Not ready to make a formal complaint? Consider sending a letter using one of our templates or contacting the business direct using our online reporting tools.

What happens next?

Your complaint is handled in two key stages, assessment and conciliation.


When your complaint is received, it will be assessed to see whether it is covered by the Equal Opportunity Act 1984 (SA) (‘the Act’):

  • If it is, and it appears you have been treated unfairly, we will accept your complaint and allocate it to a Conciliation Officer.
  • If it is not covered under the Act, then the complaint will be declined, and you will receive a letter explaining why this is the case.

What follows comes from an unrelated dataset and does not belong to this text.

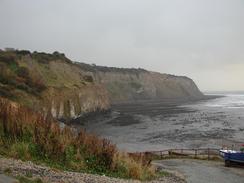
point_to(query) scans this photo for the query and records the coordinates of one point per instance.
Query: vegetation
(12, 75)
(30, 136)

Please note when assessing your complaint:

  • We may seek information from you or the other party prior to accepting the complaint.
  • We may decline the complaint at this stage or at any time; even after deciding to accept the complaint.
  • A decision to decline is typically made when the complaint is considered frivolous, vexatious, misconceived, or lacking in substance by the Commissioner.
  • Complaints must be lodged within 12 months of the most recent event. Extensions can only be approved in very limited circumstances.


If your complaint is accepted, the conciliation process will begin. Conciliation can be conducted in various and flexible ways, depending on the nature of the matter.

For some matters, conciliation will occur via email, letter and/or telephone correspondence.

For other matters, the Commissioner may also deem it appropriate to call a face-to-face conciliation conference.

Initial steps

Your complaint is firstly referred to a Conciliation Officer who will:

  • Notify the person or organisation you are complaining about, called 'the Respondent' and request a written response from them.
  • Ask you, what you would like to happen to resolve your complaint and provide that information to the Respondent.
  • In some cases, investigate and gather additional information and documents about the complaint.
  • Work with the parties to see if an agreed resolution to your complaint can be reached.

Conciliation conferences

Additionally, a conciliation conference may also be convened to assist in resolving your complaint if the Commissioner deems it appropriate.

Conciliation conferences are chaired by a Commissioner’s delegate and typically involve:

  • Placing all parties in a room together with a conciliator;
  • Presenting all the facts and perspectives in a coherent way;
  • Ensuring each party is heard in an impartial and confidential manner;
  • Promoting frank, honest, and open discussion around solutions / outcomes; and
  • Working together to reach mutually agreeable outcomes and to draft those outcomes into a signed agreement.

Learn more about conciliation.

Referral to a tribunal

Your complaint may be referred to a tribunal if:

  • The Commissioner attempts to conciliate the matter and the conciliation process is not successful;
  • The Commissioner is of the view that the matter cannot be resolved via conciliation or it is not suited to conciliation;
  • The Commissioner declines the matter, and a request is made for referral to the tribunal, or
  • The Commissioner otherwise deems it appropriate that the matter is to be heard by the tribunal.

In most cases, matters will be referred to the South Australian Civil and Administrative Tribunal. However, they may also be referred to the South Australian Employment Tribunal if the Commissioner deems this tribunal more appropriate.

Referrals to other agencies

South Australian public sector employees have a responsibility to report certain conduct in public administration. This includes corruption, misconduct and maladministration.

If we think a complaint includes corruption, we must report it to the Office for Public Integrity (OPI). This is because we have obligations under the Independent Commissioner Against Corruption Act 2012.

The ICAC Act prevents us from disclosing any information about this to any person (including a complainant) without the permission of the ICAC. Where appropriate, we will ask the ICAC’s permission to release this information to the complainant or other relevant parties.

We may also report misconduct and maladministration to either the OPI or the Ombudsman.